# Remove Heat Press Vinyl?



## FAR Clothing Co

I have a Jersey that I put my name and number on, but I have learned a few things since then. My question is: Is there a way to remove heat vinyl? Just have 1 to do. Thanks, PC


----------



## joeshaul

I read a method on these forums where if you place a sheet of regular paper over the shirt and press for the same time as your heat transfer vinyl, then peel hot, you can gradually remove it. I have not tried it myself, but I've heard from other members that it worked, but took a few presses. I wish I could find the original link that mentioned it, but not seeing it offhand. 

Other methods that I've read have involved a heat gun, or using acetone, but both may damage the garment, so I'd try this method first. A former forum member used to produce a product called t-saver that helped remove vinyl and transfer material from garments, but I am unsure if his product is still being made as he has passed away.


----------



## Progeny

There are a few places in the UK that do a removal spray, xpres do one and ja-int do one called superspray, I've seen others but not sure where.

I know this does not help you in USA but they might ship out there or tell you where you can get it.


----------



## FAR Clothing Co

I found a few threads... looks like heat gun or even the heat press.. Get it hot and start peelin' -PC


----------



## vctradingcubao

FAR Clothing Co said:


> I found a few threads... looks like heat gun or even the heat press.. Get it hot and start peelin' -PC


 Did you use the ordinary paper procedure? How was it on vinyl flex? I have only tried that on opaque transfer paper and wonder if it will also work on vinyl flex. Thanks.


----------



## Lnfortun

I was the one who posted the plain paper technique. The method is a cheap way of removing the opaque material but it leaves the adhesive on the fabric. It is good if the new opaque will cover the adhesive entirely. Heat gun can damage the fabric.

Here is a link of vinyl remover: Vinyl Removers and Adhesive Removers for removing vinyl graphic film materials

Stahls product is the one I used and it worked. It does not damage the fabric. The adhesive melts. It does not leave any trace.


----------



## cookiesa

Luis I too have used this on the Stahls product and it worked a treat, as you said though, especially on dark fabrics it does leave a mark, something to consider when placing the next design on it.


----------



## KirstWhite

I use Specialty Materials vinyl and this solvent (or one similar to it) works just great. Very easy to do and no residue of any type is left on the garment. I purchased mine through Wellington House in Portland, OR.


----------



## Girlzndollz

I would also recommend the Tsaver product for this. It is made to remove shirt vinyl from garments. From the site, it looks like it is still available for purchase:

Order T-Saver


----------



## shutterbug

Saw this from a couple of years ago and thought I'd share, since everyone has such good information for me most of the time when I need help!

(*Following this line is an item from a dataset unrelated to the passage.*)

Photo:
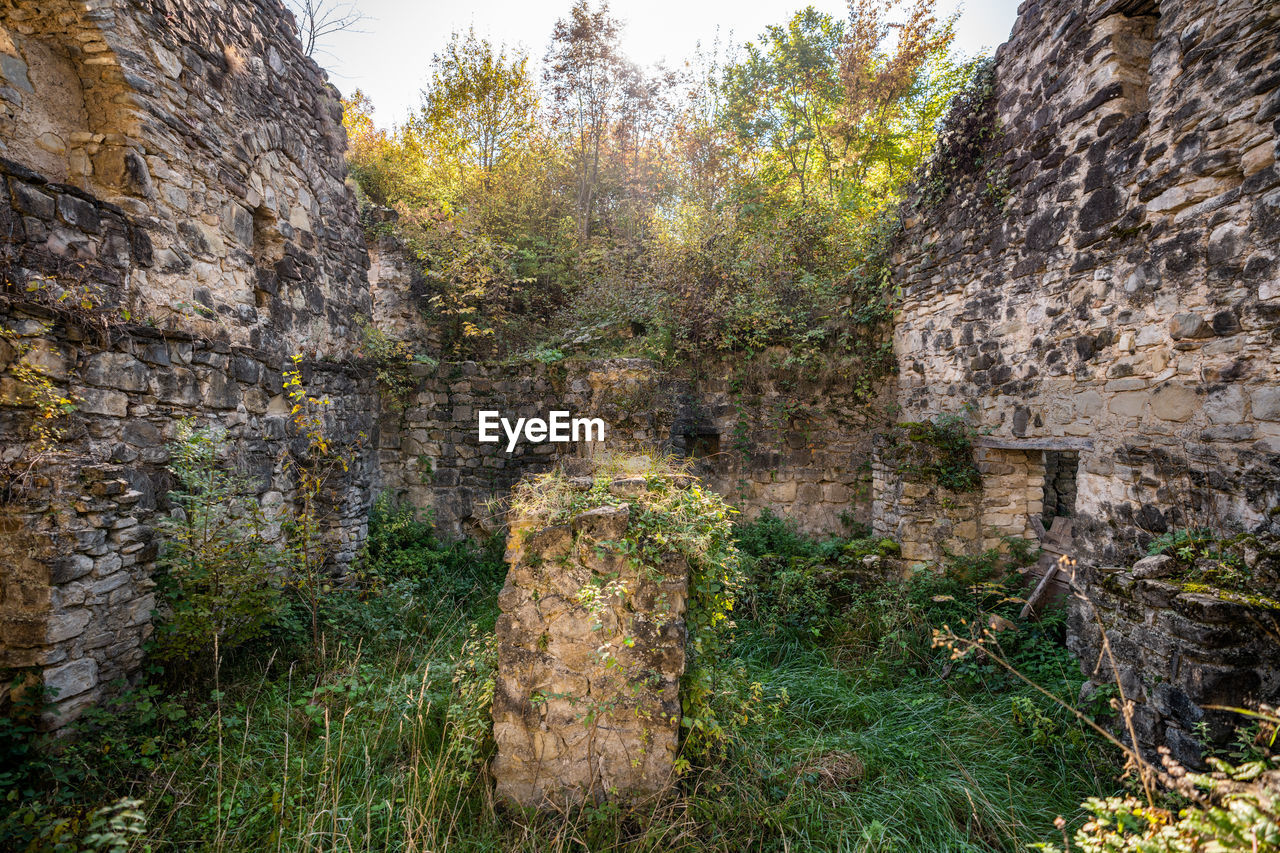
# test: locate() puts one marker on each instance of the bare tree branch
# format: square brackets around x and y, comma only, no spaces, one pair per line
[318,19]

The man I used to work for is the one that taught me this. Apparently he tried it on vinyl and it worked. When he retired and closed, I opened my own shop and this is what works for me to remove vinyl. Keep in mind it is a little pricey to start, but it is a tool that will last forever.

(It also works for screen printing ink)

the gun is called a "goof gun". It plugs into a regular elect. outlet. (it may also be called a spot cleaning gun)
The liquid is called "TexOut" it is a "cured plastisol remover".

The gun runs $59 and the TexOut runs $20 (through Graphic Solutions Group. (Graphic Solutions Group). Offices in Dallas, Houston, Tulsa, and Ok City.

I spray directly on the vinyl I want to remove. It is a high pressure spray and it will hurt you if you spray it directly on yourself, so I recommend a towel or something under the item you are removing. High pressure spray the vinyl and watch it begin to peel up. I would almost say it melts it, but it stays cold like acetone. It doesn't take much but it does work!!! You can also use it in small areas without the gun if you have patience to use q-tips etc and apply it enough to "soak through" the vinyl until it releases from the shirt.

after you get the vinyl off, you may see a "white" residue that almost looks like it faded the shirt or discolored it. Just set it under your heat press for several seconds and it goes away. The texout will not harm the apparel, nor the person wearing it. I have removed names and numbers from baseball jerseys from local competition that put the wrong things on the wrong shirt right before a game, and they didn't have any allergic reactions at all. 

It leaves no tackiness or glue residue at all. I tried it on a DTG shirt that I printed, and it didn't work after curing-- it might have if I didn't heat set it first. 

It did not work very well on transferred apparel. (for me)

I hope this is useful to everyone looking to find ways to remove vinyl from shirts/apparel. Feel free to contact me with further questions. 

I didn't post this to advertise for Graphics Solutions, but it's the only place I deal with the most, and I got mine from them....don't even know anyone else that might carry the TexOut.... 

Happy Heat Transfer!!

Kim


----------



## MariesTees

I have a question does any one know what would get off the glitter flake from a tee? would it be the same vinyl remover that is used on other vinyl thanks


----------



## Lnfortun

MariesTees said:


> I have a question does any one know what would get off the glitter flake from a tee? would it be the same vinyl remover that is used on other vinyl thanks


You can use acetone. You can buy it from Walgreens or Menards.


----------



## mamag

Heat Transfer Warehouse also sells a product called 'Vinyl Letter Remover' --- I've used it and it works well. However, the larger the design and the darker the garment, there could be residue leftover. I think it's relatively inexpensive (< $20).

Good luck!

Lisa


----------



## Chopper

After using one of these solvents, do you need to wash the garment before reapplying a new piece of vinyl?


----------